Neste último caso, é difícil não ver correlação entre o divórcio nas alturas e as desavenças terrestres em torno da guerra na Ucrânia. Seja como for, ambos os movimentos parecem assinalar o fim, ou ao menos uma interrupção de prazo indeterminado, na era de cooperação espacial que se esboçou desde a etapa final da Guerra Fria entre EUA e União Soviética e ganhou corpo na virada para o século 21.
O módulo internacional tem previsão de operar até 2030, embora o contrato entre entre americanos, russos e os demais sócios — Europa, Japão e Canadá — tenha validade até 2025. Nesse meio tempo, as agências espaciais dos remanescentes terão de encontrar alternativas para as funções a cargo de Moscou, como o transporte das tripulações e a propulsão acionada a intervalos para que a estação se mantenha na órbita programada.
Nos próximos anos, além de Rússia e China, também a Índia planeja uma instalação própria — o horizonte é 2030. E, assim como todos os demais, além de Coreia do Sul e Emirados Árabes Unidos, trabalha para enviar missões à Lua.
Não é o limite
Como parte de seu esforço em múltiplas direções para se firmar entre as superpotências dos anos 2000, a China projeta ter seu Palácio Celestial a postos para substituir a Estação Internacional a partir de 2031. Mas a órbita da Terra não é o limite das ambições nutridas e cultivadas em Pequim.
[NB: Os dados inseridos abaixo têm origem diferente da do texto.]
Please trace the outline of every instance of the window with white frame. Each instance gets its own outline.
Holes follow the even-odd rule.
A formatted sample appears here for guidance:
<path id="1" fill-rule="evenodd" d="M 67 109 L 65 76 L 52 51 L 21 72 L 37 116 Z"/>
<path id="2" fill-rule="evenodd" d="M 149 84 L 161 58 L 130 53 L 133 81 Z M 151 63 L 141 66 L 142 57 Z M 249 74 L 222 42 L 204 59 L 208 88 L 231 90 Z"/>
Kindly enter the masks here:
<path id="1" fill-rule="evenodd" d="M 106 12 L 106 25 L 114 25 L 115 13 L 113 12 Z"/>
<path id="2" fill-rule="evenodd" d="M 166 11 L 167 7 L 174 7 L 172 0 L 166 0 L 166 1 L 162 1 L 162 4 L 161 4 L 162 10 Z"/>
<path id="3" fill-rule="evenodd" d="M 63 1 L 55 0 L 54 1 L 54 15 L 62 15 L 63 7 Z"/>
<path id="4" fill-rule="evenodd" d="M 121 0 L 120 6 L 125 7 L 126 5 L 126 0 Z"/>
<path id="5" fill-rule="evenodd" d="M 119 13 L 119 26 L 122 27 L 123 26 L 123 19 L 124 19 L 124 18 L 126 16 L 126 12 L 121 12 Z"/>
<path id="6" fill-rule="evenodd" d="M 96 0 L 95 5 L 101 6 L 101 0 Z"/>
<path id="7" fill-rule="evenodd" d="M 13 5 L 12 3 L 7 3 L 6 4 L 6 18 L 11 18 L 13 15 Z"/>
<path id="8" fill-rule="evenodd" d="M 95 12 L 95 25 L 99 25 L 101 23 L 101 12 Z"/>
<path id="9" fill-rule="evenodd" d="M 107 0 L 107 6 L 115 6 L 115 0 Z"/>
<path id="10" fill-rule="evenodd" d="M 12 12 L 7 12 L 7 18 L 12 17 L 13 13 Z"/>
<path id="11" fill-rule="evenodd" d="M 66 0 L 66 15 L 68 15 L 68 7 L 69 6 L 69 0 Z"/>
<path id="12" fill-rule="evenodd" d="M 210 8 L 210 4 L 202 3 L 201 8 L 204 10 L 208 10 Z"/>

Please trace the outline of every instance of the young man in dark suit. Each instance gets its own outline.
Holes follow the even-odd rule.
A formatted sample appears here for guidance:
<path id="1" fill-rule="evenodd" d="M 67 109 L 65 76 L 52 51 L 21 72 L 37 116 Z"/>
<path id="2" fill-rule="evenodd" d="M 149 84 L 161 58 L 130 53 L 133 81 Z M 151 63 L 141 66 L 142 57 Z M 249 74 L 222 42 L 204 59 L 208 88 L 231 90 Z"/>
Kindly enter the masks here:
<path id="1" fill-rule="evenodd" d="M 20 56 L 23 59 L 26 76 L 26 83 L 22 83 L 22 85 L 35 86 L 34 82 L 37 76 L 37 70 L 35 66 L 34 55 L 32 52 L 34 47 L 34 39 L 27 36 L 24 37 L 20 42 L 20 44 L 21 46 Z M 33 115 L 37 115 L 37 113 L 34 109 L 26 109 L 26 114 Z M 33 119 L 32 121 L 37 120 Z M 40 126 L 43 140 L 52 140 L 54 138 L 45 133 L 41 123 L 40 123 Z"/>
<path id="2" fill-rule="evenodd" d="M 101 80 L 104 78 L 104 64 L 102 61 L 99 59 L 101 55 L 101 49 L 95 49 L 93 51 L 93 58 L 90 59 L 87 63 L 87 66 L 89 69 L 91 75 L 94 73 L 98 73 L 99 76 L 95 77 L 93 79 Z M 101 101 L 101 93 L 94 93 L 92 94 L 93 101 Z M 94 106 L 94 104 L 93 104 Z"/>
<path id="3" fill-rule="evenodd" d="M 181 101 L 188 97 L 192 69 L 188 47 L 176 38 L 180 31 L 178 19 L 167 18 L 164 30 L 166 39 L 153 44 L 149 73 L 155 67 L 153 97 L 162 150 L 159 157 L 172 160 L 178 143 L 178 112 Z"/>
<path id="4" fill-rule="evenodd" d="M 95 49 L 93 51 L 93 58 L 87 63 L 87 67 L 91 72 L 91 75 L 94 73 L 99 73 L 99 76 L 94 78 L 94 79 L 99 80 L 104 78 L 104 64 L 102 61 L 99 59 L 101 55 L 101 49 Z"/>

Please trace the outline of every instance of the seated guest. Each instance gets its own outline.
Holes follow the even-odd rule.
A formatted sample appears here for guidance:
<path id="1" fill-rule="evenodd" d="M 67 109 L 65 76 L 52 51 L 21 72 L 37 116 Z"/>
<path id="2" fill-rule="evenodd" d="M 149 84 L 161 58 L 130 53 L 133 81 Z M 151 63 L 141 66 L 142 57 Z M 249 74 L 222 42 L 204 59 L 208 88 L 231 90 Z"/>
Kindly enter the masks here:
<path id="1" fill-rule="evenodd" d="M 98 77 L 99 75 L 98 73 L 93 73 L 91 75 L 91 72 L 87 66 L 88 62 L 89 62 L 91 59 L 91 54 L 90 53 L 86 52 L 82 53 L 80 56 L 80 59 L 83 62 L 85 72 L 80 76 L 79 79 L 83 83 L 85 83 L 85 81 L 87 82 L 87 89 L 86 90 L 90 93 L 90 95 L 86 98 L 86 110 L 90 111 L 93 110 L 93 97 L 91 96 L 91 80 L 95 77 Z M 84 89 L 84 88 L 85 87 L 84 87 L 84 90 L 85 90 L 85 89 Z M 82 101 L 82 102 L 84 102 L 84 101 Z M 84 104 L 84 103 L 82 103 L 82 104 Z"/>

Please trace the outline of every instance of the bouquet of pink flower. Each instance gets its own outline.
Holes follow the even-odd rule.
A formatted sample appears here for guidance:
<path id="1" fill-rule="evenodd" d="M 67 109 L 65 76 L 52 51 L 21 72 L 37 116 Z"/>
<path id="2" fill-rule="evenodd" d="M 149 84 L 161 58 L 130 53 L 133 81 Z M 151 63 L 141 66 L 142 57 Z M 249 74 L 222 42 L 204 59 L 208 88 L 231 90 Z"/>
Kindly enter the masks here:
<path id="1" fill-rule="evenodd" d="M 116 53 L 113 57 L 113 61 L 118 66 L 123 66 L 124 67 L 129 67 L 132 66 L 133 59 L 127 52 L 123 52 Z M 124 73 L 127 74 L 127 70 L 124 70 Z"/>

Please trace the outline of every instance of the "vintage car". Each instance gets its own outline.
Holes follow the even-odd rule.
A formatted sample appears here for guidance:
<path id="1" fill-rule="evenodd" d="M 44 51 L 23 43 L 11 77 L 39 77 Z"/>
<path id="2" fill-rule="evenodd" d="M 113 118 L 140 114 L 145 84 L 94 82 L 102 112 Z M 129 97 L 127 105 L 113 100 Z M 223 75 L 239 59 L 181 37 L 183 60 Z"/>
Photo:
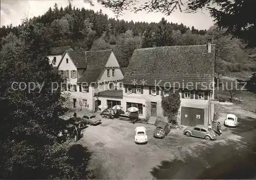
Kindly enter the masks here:
<path id="1" fill-rule="evenodd" d="M 183 131 L 183 134 L 187 136 L 204 138 L 206 140 L 216 140 L 217 138 L 213 130 L 203 125 L 198 124 L 195 127 L 188 127 Z"/>
<path id="2" fill-rule="evenodd" d="M 70 118 L 68 120 L 68 122 L 71 124 L 73 124 L 78 126 L 80 125 L 80 126 L 81 129 L 84 128 L 86 126 L 86 123 L 82 121 L 82 119 L 78 117 L 73 117 Z"/>
<path id="3" fill-rule="evenodd" d="M 238 118 L 236 115 L 229 114 L 226 116 L 224 125 L 229 127 L 237 127 L 238 124 Z"/>
<path id="4" fill-rule="evenodd" d="M 154 131 L 155 138 L 164 138 L 169 131 L 169 125 L 165 122 L 160 121 L 157 124 L 156 129 Z"/>
<path id="5" fill-rule="evenodd" d="M 97 125 L 101 123 L 101 120 L 93 114 L 87 114 L 82 117 L 82 121 L 89 125 Z"/>
<path id="6" fill-rule="evenodd" d="M 146 129 L 143 126 L 138 126 L 134 129 L 135 136 L 134 139 L 136 144 L 146 144 L 147 143 L 147 136 Z"/>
Ainda em 2030, a meta é levar astronautas para a Lua, repetindo feito até agora exclusivo dos EUA e da extinta URSS — justamente os dois países que chegaram também a ter instalações tripuladas permanentes no espaço.
Corrida a dois
A etapa das estações espaciais não foi a primeira da corrida espacial travada entre EUA e URSS desde o lançamento do satélite soviético Sputnik, o primeiro objeto de fabricação humana a ser colocado na órbita do planeta, em 1957. Quatro anos depois, Yuri Gagarin tornou-se o primeiro ser humano a viajar para o espaço. Em resposta, John F. Kennedy lançou o desafio para a Nasa de fazer do país o pioneiro na conquista da Lua. JFK não viveu para ver Neil Armstrong descer do módulo lunar da Apollo 11, com transmissão ao vivo por tevê para todo o mundo, e anunciar: "Um pequeno passo para um homem, um salto gigantesco para a humanidade".
Os soviéticos saíram na frente também na empreitada de manter instalações tripuláveis em órbita. No início dos anos 1970, lançou o programa Saliut ("saudações", russo), uma série de módulos acanhados e temporários. Os EUA deram o troco em 1973, com o lançamento da primeira estação permanente, chamada Skylab ("laboratório espacial"), que teve morte prematura em 1979. A URSS deu o troco já nos seus anos finais de existência, com lançamento dos primeiros módulos da Mir (em russo, "paz" ou "mundo"), que seria concluída em 1996, já então pela Rússia, e permaneceu operacional até 2001.
Imita a arte
Mas, como de costume, coube à imaginação artística o papel de vanguarda na aventura do desbravamento científico — também na exploração espacial. Se Julio Verne concebeu a primeira viagem à Lua, em romance de 1865, foi o cineasta britânico Stanley Kubrick quem, no hoje distante e para sempre inquieto 1968, quem concebeu não apenas a presença permanente da humanidade no espaço, mas também a cooperação.
No clássico 2001, uma Odisseia no espaço, americanos e soviéticos colonizam a Lua. Como escala para as viagens até o satélite natural da Terra, astronautas e cosmonautas — em plena Guerra Fria, até o nome dados aos tripulantes era objeto de concorrência — contavam com uma estação orbital permanente e compartilhada. Suntuosa e espaçosa como um palácio — o nome escolhido agora pela China —, a instalação representava as expectativas de Kubrick e do coautor do roteiro, o escritor de ficção científica Arthur C. Clark.
Ainda mais impressionante, como exercício de futurologia, foi a sequência de '2001'. '2010' foi lançado como livro por Clark, em 1982. Escrito como parte do esforço do escritor para decifrar os enigmas da obra anterior, o romance tem um novo ingrediente: concorrendo com a empreitada conjunta de americanos e soviéticos, uma estação chinesa disputa espaço na "geopolítica orbital".